The memory of this scholar lives on in the plethora of his anecdotes that have been passed down from generation to generation. People still recall his precocious intelligence and his presence of mind, which enabled him to improvise poems according to the rigorous Tang metres, and to juggle with subtle classical parallel sentences.

His prodigious reputation is perhaps best sanctified by the following story. While en route to China, an embassy mission that included Le Quy Don was caught in a typhoon and was forced to stay in a local village for several days. To kill time, Le Quy Don leafed through a notebook containing the debts owed by the clients of the inn. On his way back from China, Le Quy Don was sad to see that a fire had destroyed the inn. The innkeeper complained that dozens of his debtors had not paid him because his debt book had been burnt in the blaze. To the innkeeper’s surprise and delight, Le Quy Don was able to recall the names of all the debtors.

Le Quy Don lived in the 18th century, a century shaken by peasant uprisings and torn by the rivalry between the shogunal lords, Trinh and Nguyen. While the feudal system had reached its climax at that time, the era’s political and social effervescence had helped develop a brilliant culture. This culture found its expression in magnificent architectural and sculptural productions, popular poetic works in Nom scripts and a rich literature to which Le Quy Don made significant contributions.

Le Quy Don, whose pseudonym was Que Duong, was a native of Dien Ha village in present-day Thai Binh Province. Born into a scholar’s family, he was already a prodigy in his childhood. When he was five years old he began classical studies, which he diligently continued until the age of 14.

While at the university, he was crowned with many honors: at 18 he was dubbed the first laureate of a provincial literary competition; and at 27, the first laureate of the capital city’s competition and a royal palace competition under the title Bang nhan (second-grade Doctor of the first degree). The first-grade title Doctor of the first degree (Trang nguyen) was still in store. He worked at the Royal Academy and took part in writing its official historiography. In 1760, he was sent on an embassy mission to China where the great northern scholars were impressed by his vast cultural knowledge.

Tired of the intrigues of the court, he withdrew from public life and only came back in 1767 under the title of Lord Trinh Sam (1762-1782). He came to hold a number of important offices at the ministries of war, finance and public works. However, he distinguished himself first and foremost as the rector of the National University (Quoc Tu Giam, situated in Van Mieu – the Temple of Literature in Ha Noi) and the Director of the Bureau of Annals.

His candour and energy found him many enemies in the court; he knew of several moral lapses in the course of his carrier. He died while holding the post of assistant governor (Hiep Tran) of Nghe An. Being a prominent statesman, Le Quy Don has drafted a great number of bills. He also commanded troops on several occasions to quash interior rebellions.

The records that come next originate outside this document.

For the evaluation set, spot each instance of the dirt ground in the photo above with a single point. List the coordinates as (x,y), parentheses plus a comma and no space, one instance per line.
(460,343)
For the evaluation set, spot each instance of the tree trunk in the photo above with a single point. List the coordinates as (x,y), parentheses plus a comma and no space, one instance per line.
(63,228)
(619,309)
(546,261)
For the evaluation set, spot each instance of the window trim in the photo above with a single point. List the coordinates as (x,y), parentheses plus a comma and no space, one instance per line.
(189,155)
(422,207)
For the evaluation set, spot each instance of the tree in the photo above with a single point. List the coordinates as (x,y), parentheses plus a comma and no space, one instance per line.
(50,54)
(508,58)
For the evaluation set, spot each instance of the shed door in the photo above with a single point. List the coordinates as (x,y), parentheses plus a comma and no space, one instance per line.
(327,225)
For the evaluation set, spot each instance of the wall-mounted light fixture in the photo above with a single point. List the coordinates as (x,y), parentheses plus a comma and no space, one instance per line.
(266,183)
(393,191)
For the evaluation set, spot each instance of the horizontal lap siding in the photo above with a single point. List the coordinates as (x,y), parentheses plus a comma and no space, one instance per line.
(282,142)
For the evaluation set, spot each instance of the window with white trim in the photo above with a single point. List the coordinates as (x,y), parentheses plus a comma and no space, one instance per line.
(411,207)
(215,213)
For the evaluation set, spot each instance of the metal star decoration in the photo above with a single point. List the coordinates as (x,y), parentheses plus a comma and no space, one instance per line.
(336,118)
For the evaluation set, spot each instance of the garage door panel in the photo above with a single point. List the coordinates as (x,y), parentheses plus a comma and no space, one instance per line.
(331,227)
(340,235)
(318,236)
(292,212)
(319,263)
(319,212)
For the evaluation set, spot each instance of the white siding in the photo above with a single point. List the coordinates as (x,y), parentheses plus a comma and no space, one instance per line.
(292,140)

Le Quy Don is an encyclopeadist spirit endowed with an amazing capacity to produce quality scholarship. His monumental work, only a part of which has been preserved, encompasses history, geography, economy, philosophy and customs. They comprise commentaries and exegesis of Chinese classics, literary anthologies and his own prose and verse creations.

Le Quy Don’s work is a very precious documentary source on ancient Viet Nam. Through reading and voyages, he has acquainted himself with and enquired into oriental works. As a result, he compiled a number of works in various fields. These include encyclopaedic works, such as Kien Van Tieu Luc (Small Collection of Things Seen and Heard) and Van Dai Loai Ngu (Various Texts Written While Examining My Library). His historical works include Dai Viet Thong Su (General History of Dai Viet or Viet Nam) and Phu Bien Tap Luc (Monograph of Thuan Hoa and Quang Nam Provinces). His bibliographical works include Toan Viet Thi Luc (Anthology of Poems of Viet Nam), while his philosophical work includes Thu Kinh Dien Nghia (Explanations on Confucius’s Book of Annals).